Not to say there isn’t any fun to be had here; just nothing that entertains quite like watching David Chokachi swaggering through a film like a drunk broski in dire need of an intervention as he and his fellow hard-drinkin’ robot pilots beat a seemingly lost and confused giant monster over the head with huge metal hammers while an unhinged, one-eyed military officer holds his commanding officers at gunpoint demanding they allow him to nuke something, anything. None of the stars of the go-for-broke original returns for this mostly by-the-numbers sequel I almost want to say makes the mistake of being too grounded in reality than its wacko predecessor except it’s hardly realistic.
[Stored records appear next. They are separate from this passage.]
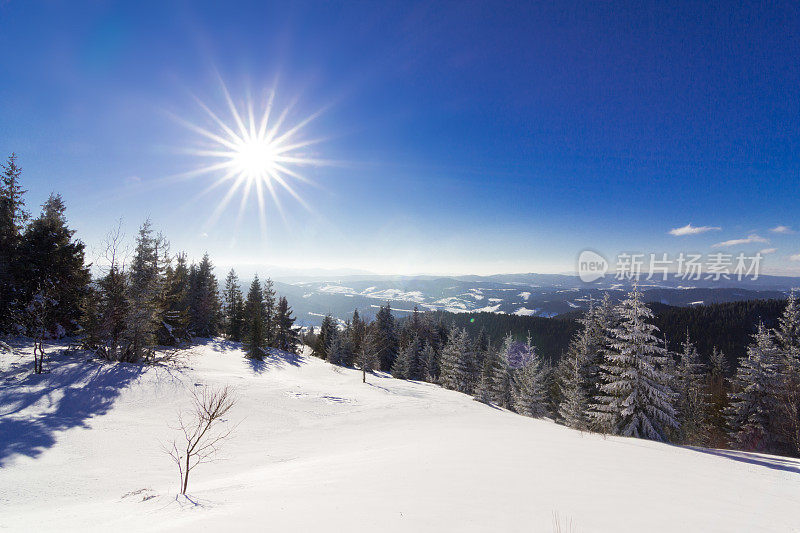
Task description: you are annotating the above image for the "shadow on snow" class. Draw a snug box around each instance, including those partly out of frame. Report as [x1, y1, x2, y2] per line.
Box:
[0, 352, 143, 467]
[685, 446, 800, 474]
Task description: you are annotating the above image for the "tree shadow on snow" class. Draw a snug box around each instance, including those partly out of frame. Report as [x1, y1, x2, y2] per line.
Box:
[247, 348, 308, 374]
[0, 354, 143, 467]
[685, 446, 800, 474]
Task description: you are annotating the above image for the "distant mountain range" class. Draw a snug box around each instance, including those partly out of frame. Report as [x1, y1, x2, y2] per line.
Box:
[266, 273, 800, 325]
For a film that devotes so much time to over-explaining the concept, I found myself baffled as to why the pilots still had to manually work gear shifts and push all manner of dashboard buttons to operate robots supposedly powered by their minds. Did my mind sink into the Drift during this endless mind-melding chatter and I missed something clarifying this sticking point?

Anyhow, let’s meet our heroic robot pilots:

  • “Hammer” – The black guy. That means he dies first. There’s also another African-American who’ll climb into a robot cockpit for the final battle. He’ll also die. The main Jaeger pilot in Pacific Rim: Uprising is black. Willing to bet he lives. Not woke, Asylum. So not woke.
  • “Badger” – Speaking of not woke, the men of the #MechToo movement will come to decide they don’t need no stinkin’ Badger.
  • “Bugs” – She’s got a lot of attitude. Claims her nickname is because she “stings like a bee.” She gets stung, alright.

The always dependable Paul Logan makes a brief appearance as a soldier because – why not? Paul Logan always plays a soldier. He isn’t given much of anything to do here, and that’s a shame. Logan already looks like the lovechild of G.I. Joe and He-Man. Why not go for the Transformers trifecta by strapping him into a mech and let him get his Rock’em Sock’em Robot on?

Logan’s primary function is to show only a passing regard for the well-being of his wife and daughter, a tacked on subplot that sees the two women fleeing on foot as kaiju of various sizes rampage in the vicinity. Of course there has to be a family separated, desperately trying to survive and reunite amid the calamity because, of course there is – it’s an Asylum movie!

The resolution to this subpar subplot could not have been any more anticlimactic if dad had just sent an Uber to pick them up from the danger zone, which, honestly, isn’t that far off from what actually happens.

One nifty twist is that a colossal crawdad from aquatic hell spews forth hundreds of little buggers into the streets of East Coast L.A. The characters will refer to these lesser chitinous kaiju as “insects,” “spiders,” and “arachnids” but never “bugs,” presumably to not cause audience confusion with the character who already sports that call sign. They mostly call them “spiders” in spite of the fact that they really don’t look like spiders. More like oversized earwigs. I’m not even sure they had eight legs.

Don’t even ask me to explain what the “Resurrection” in Atlantic Rim: Resurrection means, either. Since this is a mockbuster of Pacific Rim: Uprising, they should have gone with Atlantic Rim: Rising Up since the film begins with giant monsters literally rising up from the sea. Would have made more sense.

On the plus side, any movie where humans using state-of-the-art mind-controlled giant battle bots armed with super science weapons to fight otherworldly giant monsters from the ocean depths yet still has a moment where an injured pilot cracks open a control panel inside his futuristic robot and takes out a plastic blue case labeled “First Aid Kit” that is overstuffed with almost nothing but Band-Aids still earns a merit badge in audacity from me.

  • Film
2.5

Summary

Not nearly the Rimjob I was hoping for.